La vitalité apostolique, en tant que vitalité spirituelle, est un engagement envers les jeunes, les enfants, dans les formes les plus diverses de pauvreté, c'est pourquoi nous ne pouvons pas nous borner à offrir uniquement des services éducatifs. Le Seigneur nous appelle à éduquer en évangélisant, en apportant sa présence et en accompagnant la vie d'opportunités pour l'avenir.
Nous sommes appelés à chercher de nouveaux modèles de présence, de nouvelles expressions du charisme salésien, au nom de Dieu. Cela devra se faire en communion avec les jeunes et avec le monde, à travers « une écologie intégrale », dans la formation d'une culture numérique dans les mondes habités par les jeunes et les adultes.

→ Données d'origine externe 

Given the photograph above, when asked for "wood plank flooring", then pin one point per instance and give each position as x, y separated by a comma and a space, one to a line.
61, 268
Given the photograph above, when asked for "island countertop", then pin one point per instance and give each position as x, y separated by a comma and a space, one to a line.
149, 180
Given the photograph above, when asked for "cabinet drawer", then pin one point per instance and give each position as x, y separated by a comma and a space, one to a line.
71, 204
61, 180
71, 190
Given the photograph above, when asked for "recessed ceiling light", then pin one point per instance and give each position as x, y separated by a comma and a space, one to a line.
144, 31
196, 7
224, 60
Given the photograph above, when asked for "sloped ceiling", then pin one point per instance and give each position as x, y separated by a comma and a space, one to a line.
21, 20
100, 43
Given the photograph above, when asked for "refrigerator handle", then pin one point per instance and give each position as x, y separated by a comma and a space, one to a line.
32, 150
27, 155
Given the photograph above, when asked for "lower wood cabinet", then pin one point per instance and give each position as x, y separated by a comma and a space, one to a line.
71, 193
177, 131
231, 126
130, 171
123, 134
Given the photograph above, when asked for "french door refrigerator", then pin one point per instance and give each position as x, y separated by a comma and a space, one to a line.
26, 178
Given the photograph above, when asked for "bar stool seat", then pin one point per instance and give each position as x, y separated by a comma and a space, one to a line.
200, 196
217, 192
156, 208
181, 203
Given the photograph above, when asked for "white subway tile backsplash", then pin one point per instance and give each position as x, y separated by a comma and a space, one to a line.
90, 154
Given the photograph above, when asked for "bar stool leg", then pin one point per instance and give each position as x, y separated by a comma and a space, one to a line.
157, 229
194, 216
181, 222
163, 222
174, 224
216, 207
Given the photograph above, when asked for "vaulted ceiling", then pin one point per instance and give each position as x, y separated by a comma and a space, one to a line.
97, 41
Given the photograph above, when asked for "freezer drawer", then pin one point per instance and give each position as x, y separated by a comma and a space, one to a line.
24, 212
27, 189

Et il y a un fort désir et une forte attente d’un Chapitre Général courageux, au cours duquel les choses soient dites, sans se perdre dans des phrases correctes et élégantes, mais qui ne correspondraient pas à la vie.

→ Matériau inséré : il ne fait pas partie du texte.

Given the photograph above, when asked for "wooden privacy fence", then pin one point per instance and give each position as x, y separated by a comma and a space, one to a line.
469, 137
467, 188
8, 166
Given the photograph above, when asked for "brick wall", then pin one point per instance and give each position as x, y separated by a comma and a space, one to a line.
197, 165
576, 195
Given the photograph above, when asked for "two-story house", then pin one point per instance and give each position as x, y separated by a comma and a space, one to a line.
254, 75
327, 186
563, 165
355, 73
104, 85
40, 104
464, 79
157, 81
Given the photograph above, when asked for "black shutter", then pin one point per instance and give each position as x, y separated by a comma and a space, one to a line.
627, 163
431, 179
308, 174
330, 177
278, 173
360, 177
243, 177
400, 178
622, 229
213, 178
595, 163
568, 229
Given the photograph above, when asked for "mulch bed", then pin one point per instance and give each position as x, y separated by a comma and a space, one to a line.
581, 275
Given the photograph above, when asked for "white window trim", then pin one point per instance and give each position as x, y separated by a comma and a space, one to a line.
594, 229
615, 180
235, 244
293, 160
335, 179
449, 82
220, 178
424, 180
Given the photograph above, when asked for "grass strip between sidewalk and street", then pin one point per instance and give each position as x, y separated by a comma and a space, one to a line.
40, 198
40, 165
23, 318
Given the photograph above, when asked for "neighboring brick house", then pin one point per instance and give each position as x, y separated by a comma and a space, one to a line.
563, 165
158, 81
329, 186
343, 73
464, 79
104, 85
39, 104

Nous ne sommes pas seuls dans cette mission. Nous savons et nous sentons que la Vierge Marie est un modèle de fidélité.
Il est beau de revenir en esprit et de tout notre cœur au jour de la solennité de l'Immaculée Conception de 1887 quand, deux mois avant sa mort, Don Bosco disait aux quelques Salésiens qui, émus, le regardaient et l'écoutaient : « Jusqu'à présent, nous avons marché sur un chemin sûr. Nous ne pouvons pas nous tromper ; c'est Marie qui nous guide. »
Marie Auxiliatrice, la Madone de Don Bosco, nous guide. Elle est notre Mère à tous et c'est Elle qui nous répète, comme à Cana en Galilée en cette heure du CG29 : « Tout ce qu'il vous dira, faites-le. »
Que l’Auxiliatrice, notre Mère, nous éclaire et nous guide, comme elle l'a fait avec Don Bosco, à être fidèles au Seigneur et à ne jamais décevoir les jeunes, en particulier les plus nécessiteux.